RadioShack’s legal battle over Apple and AT&T customer information continues after hedge fund Standard General this week made the $26.2 million winning bid for the Fort Worth-based retailer’s brand name, customer data and other intellectual property.
It’s those two latter concerns that led Apple Inc. and AT&T Mobility to fight RadioShack Corp.’s attempt to sell customer information of those brands and others whose products it sells.
Also objecting to the sale is the state of Texas, which filed its objection in March on the basis that it would violate the Texas Deceptive Trade Practices Act.
Despite already approving a bid for selling RadioShack’s assets, a Delaware bankruptcy court still has not approved the sale. Standard General’s trademark purchase awaits Thursday May 14 talks between RadioShack and several state attorneys general to discuss selling data of about 117 million customers.
The sale awaits a judge’s approval at a May 20 court hearing.

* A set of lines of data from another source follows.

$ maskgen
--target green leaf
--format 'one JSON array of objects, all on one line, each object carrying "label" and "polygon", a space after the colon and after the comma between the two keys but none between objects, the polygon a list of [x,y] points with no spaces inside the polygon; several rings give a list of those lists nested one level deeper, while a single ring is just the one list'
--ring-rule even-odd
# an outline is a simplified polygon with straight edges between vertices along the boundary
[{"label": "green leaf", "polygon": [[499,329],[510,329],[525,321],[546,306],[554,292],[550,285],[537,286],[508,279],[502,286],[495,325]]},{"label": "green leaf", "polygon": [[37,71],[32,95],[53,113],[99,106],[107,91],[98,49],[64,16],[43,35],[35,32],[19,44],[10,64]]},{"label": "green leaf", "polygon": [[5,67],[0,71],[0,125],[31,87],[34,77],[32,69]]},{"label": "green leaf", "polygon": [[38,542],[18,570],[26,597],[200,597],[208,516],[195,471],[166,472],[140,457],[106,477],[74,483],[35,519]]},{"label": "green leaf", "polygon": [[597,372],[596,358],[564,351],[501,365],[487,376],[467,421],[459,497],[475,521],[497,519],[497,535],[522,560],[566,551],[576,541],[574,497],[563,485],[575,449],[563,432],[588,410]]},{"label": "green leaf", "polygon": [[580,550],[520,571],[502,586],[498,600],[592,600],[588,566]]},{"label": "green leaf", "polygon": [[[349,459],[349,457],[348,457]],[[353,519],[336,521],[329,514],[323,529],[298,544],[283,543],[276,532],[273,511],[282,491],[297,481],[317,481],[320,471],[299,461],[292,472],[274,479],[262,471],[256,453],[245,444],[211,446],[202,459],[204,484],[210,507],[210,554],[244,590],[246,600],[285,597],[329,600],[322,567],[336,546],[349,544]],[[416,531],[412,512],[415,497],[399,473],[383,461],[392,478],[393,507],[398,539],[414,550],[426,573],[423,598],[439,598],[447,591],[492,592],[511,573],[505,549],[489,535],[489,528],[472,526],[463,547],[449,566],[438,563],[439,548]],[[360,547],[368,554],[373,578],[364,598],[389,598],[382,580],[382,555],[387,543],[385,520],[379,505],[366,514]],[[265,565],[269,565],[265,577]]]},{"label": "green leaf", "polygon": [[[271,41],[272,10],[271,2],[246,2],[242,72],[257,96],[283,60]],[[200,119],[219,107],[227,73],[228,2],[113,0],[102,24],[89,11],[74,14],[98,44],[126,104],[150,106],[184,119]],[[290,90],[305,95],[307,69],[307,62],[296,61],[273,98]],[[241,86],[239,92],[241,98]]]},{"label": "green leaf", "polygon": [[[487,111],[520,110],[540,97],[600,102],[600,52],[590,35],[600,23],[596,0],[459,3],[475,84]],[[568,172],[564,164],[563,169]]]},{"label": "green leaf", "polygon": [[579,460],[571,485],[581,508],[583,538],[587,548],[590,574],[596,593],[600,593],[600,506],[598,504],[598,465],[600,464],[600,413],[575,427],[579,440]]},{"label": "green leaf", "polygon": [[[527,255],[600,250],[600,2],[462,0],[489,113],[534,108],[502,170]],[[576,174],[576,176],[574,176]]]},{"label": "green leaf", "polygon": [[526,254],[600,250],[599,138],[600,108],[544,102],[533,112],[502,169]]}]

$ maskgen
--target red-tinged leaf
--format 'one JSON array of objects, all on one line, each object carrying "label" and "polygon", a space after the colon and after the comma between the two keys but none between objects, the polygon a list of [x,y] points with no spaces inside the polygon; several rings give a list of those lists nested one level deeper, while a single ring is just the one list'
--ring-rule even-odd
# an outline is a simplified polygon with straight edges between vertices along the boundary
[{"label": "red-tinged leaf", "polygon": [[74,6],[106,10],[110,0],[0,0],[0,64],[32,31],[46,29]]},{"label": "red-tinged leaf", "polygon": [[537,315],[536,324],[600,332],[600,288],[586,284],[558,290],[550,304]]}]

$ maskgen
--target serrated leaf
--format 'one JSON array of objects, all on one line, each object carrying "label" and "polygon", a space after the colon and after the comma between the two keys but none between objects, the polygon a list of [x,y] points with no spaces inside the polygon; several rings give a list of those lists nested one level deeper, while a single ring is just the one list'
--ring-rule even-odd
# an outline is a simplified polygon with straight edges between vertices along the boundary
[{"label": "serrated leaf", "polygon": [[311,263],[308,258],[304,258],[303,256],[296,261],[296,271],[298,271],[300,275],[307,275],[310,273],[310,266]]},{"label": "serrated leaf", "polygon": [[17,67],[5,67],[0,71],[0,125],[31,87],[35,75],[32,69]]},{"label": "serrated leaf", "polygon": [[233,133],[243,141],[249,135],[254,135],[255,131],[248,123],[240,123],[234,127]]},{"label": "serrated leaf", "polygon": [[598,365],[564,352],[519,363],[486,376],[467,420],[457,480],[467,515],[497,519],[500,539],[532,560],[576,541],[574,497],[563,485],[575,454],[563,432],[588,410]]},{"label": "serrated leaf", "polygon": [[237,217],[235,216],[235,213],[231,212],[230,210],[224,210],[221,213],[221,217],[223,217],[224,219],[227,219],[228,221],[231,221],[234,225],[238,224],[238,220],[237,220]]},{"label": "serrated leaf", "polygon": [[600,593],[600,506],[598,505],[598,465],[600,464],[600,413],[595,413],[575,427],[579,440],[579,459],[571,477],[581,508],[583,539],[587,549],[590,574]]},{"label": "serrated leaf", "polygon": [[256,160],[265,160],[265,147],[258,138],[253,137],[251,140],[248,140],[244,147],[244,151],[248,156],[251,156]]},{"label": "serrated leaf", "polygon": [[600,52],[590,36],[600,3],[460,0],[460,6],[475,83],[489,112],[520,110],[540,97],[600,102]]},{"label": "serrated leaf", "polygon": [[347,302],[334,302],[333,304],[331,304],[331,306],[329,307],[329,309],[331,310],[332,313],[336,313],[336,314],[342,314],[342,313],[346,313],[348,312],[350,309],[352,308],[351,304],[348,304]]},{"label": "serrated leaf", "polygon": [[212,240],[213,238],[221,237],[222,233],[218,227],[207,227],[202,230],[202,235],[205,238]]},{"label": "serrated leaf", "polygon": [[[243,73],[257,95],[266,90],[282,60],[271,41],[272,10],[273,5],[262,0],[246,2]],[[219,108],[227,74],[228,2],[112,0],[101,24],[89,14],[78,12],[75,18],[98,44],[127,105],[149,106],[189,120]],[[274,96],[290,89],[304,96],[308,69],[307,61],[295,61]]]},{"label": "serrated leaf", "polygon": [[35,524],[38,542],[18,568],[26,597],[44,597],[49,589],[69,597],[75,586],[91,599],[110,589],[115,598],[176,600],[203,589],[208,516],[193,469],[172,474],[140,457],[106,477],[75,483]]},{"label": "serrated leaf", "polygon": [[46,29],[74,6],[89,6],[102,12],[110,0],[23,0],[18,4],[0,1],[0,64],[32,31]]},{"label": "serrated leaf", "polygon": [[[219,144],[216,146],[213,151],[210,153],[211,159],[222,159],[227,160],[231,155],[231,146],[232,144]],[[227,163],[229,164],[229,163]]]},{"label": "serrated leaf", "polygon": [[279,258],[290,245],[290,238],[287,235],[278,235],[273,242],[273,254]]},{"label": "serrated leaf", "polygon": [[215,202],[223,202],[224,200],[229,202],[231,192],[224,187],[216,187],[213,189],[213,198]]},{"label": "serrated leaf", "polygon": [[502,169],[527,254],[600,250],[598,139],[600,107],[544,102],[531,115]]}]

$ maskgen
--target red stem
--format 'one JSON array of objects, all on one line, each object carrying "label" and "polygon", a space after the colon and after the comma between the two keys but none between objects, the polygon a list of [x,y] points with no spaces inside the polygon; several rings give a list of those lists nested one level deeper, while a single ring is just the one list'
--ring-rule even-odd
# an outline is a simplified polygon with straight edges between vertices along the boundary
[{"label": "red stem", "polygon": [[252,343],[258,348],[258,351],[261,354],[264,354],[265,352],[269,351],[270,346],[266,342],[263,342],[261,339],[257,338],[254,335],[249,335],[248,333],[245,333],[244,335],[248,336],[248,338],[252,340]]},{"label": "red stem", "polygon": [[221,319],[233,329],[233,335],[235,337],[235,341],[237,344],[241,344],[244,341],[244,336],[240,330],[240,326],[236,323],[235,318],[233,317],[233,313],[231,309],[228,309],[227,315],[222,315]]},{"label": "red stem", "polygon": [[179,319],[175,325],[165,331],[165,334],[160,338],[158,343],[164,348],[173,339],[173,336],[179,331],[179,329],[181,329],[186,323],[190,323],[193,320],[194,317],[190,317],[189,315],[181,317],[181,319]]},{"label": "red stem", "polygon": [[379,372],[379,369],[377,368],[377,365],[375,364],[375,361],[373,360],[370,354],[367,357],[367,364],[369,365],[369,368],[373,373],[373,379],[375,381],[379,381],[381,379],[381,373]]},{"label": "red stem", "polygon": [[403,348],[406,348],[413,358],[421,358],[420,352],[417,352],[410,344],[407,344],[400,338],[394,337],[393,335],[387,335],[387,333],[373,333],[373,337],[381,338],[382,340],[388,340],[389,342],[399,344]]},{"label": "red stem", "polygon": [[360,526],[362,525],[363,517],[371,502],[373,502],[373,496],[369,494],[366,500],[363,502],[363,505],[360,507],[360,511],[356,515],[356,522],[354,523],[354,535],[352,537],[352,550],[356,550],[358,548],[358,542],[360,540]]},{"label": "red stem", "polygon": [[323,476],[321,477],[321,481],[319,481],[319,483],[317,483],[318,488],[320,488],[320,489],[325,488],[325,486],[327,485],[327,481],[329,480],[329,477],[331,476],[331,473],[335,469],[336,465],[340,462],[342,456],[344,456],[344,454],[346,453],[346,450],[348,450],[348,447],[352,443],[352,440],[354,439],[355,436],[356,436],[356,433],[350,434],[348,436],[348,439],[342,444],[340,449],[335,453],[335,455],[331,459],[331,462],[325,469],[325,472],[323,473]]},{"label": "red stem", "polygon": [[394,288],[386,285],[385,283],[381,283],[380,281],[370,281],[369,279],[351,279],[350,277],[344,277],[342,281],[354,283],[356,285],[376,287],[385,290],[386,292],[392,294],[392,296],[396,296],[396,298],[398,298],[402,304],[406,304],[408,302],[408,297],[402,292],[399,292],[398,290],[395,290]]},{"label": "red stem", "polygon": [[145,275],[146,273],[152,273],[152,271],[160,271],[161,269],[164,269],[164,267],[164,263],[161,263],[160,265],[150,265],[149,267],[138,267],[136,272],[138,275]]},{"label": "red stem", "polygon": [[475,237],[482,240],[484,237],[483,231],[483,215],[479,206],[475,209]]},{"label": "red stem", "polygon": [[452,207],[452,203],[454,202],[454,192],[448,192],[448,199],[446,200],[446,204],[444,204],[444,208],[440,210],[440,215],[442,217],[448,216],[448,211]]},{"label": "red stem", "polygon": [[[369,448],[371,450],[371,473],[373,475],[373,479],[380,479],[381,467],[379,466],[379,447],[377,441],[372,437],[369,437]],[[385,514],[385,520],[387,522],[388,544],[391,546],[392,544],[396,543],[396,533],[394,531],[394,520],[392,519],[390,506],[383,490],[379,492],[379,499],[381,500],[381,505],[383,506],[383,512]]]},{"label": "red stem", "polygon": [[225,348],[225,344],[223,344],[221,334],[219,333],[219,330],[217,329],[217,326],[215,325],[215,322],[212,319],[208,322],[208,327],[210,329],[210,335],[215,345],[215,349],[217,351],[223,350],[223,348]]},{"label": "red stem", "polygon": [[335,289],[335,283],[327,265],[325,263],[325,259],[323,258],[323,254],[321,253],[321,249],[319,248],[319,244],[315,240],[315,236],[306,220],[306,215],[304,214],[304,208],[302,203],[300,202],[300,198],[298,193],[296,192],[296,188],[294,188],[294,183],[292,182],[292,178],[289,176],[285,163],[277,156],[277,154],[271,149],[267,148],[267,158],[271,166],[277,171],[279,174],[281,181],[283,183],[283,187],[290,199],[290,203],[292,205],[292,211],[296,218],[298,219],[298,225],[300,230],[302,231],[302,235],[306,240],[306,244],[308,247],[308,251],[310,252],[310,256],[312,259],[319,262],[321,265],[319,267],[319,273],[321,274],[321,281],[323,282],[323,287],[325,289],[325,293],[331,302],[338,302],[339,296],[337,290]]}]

At issue is intellectual property that Apple insists is not part of the bankruptcy estate. Selling Apple’s customer data would violate the computer company’s privacy policy and reseller agreement with RadioShack, it said.
“The reseller agreement between Apple and RadioShack protects information collected by RadioShack regarding purchases of Apple products and prohibits the proposed sale of such information,” Apple said in documents filed to the Delaware bankruptcy court handling the dispute.
RadioShack declined to discuss the issue in depth but provided a statement.
“We are working closely with all interested parties to come to the right resolution to protect our customers,” said Merianne Roth, a RadioShack spokeswoman.
While such legal disputes are not uncommon, the scope of RadioShack’s latest legal wrangling is unusual, according to a Dallas bankruptcy attorney.
“It’s a complicated issue because there’s more than one co-party saying that information shouldn’t be sold,” said Frances A. Smith, a partner with Shackelford, Melton, McKinley & Norton LLP’s Dallas office.
“It is common for most businesses to keep customer lists, but this is an unusual case in its scope,” Smith said.
RadioShack, which has not turned a profit since 2011, sought bankruptcy protection in February after years of financial struggles.
The company, founded in Boston in 1921, began as a distributor of mail-order ship radios, ham radios and parts. In postwar era, it made a name for itself selling high-fidelity audio components, calculators, early personal computer systems and mobile phones, and the computer industry’s first laptop.
Editor Robert Francis contributed to this report.